To prevent this type of mistake from happening the subcontracted should have made it his first instinct to get in contact with the General contractor and inform him about the sprinkler heads on the fire protection system. The subcontractor should of followed the punch-list as stated. One thing to take into consideration is that the project is in the phase of substantial completion and is suited to be three story office building. The subcontractor is responsible for the mistakes made and will have to pay money to replace each of the heads. Also the contractor should have been there to view what is going on during the time of installation to make sure no problems occur and everything is being followed accordingly to the drawings. This is an example of poor supervision that was conducted by the general contractor.  The General Contractor should of look over the fire protection drawings to see if there were any questions about what is shown and should also notify the architect as well. On the architects part, he or she should have indicated which type of system will be used and the type of heads that are to be installed if not noted on the drawings or if it was the architects fault.  

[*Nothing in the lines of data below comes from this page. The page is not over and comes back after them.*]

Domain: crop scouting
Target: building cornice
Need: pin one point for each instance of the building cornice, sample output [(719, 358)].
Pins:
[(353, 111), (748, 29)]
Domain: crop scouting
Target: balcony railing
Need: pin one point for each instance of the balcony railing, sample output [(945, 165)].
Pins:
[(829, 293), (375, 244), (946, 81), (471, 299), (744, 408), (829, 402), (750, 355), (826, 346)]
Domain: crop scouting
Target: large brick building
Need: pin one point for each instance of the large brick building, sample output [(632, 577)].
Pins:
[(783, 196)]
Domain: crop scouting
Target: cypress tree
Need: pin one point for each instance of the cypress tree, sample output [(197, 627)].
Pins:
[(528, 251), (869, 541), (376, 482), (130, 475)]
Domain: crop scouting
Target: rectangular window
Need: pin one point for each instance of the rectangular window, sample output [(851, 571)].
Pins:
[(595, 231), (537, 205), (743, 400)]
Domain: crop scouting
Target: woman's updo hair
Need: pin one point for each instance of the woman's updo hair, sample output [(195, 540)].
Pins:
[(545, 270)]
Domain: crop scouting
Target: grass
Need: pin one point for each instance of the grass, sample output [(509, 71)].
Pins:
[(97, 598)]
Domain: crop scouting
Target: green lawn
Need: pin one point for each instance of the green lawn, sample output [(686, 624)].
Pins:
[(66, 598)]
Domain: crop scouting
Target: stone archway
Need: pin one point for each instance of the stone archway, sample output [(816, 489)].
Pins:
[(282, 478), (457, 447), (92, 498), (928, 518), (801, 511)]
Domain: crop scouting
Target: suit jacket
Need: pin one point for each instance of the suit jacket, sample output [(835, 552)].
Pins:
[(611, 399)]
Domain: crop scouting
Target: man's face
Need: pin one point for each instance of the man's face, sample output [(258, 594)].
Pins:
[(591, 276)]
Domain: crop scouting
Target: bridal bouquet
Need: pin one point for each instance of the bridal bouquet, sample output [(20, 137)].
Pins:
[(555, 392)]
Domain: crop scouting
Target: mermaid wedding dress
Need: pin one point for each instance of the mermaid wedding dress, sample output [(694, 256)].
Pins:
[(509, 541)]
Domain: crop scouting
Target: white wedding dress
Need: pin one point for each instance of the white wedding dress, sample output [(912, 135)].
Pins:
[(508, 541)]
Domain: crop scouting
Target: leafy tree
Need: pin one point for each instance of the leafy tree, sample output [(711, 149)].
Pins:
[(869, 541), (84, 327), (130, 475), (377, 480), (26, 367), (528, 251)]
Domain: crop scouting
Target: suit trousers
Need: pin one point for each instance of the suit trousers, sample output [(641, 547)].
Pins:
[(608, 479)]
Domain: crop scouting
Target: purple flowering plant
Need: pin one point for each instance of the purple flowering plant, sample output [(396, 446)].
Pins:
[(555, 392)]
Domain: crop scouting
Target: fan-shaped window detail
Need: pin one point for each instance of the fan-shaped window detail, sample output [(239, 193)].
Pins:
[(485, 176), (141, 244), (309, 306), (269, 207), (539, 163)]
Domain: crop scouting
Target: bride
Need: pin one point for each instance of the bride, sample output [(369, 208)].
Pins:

Case Study:24 & 36 – Yocelyne Portillo

Professional Practice: Case study: 24&26
In the case study no. 24: Budget or Bid, there was a conflict between the contractor,architect and the owner. From the beginning the owner believed the budget and the bid would be the same as discussed between the owner and contractor. There was miscommunication and misinterpretation between the owner and the contractor. The owner believed the budget would be a lump sum of $3 million. Later on the owner and the city had to make several changes because of new documents due to building codes. The contractor knew that this would result in changes in the contract but he considered the project to be a time and materials project. None of the changes or budget changes were written down in the contract. By the time the project was almost completed the estimated cost went up an extra $500,000. The owners lack of understanding and the miscommunication between both sides led to law suits against one another. The owner did not want to pay the extra money and the contractor would not continue work if he wasn’t paid either.

In case study no.26: Historical Restoration, the problem began with the unprofessional ways of handling things between architect and owner. The architect was unprofessional in bringing her toddler to meetings with the owner, contractor, suppliers and the city. I believe this is a big distraction not just to the architect but the rest of the professionals present. The next problems came when the architect provides the list of work that “may be needed.” Nothing is set in stone, there are only estimates there are no drawings or specifications. The list isn’t even attached or referenced in the contract. Then the are revisions made without initials, no dates and neither included with the contract. Projects should always be well documented, organized and explained or written down with the contract to avoid conflicts and have a a better architect to owner communication.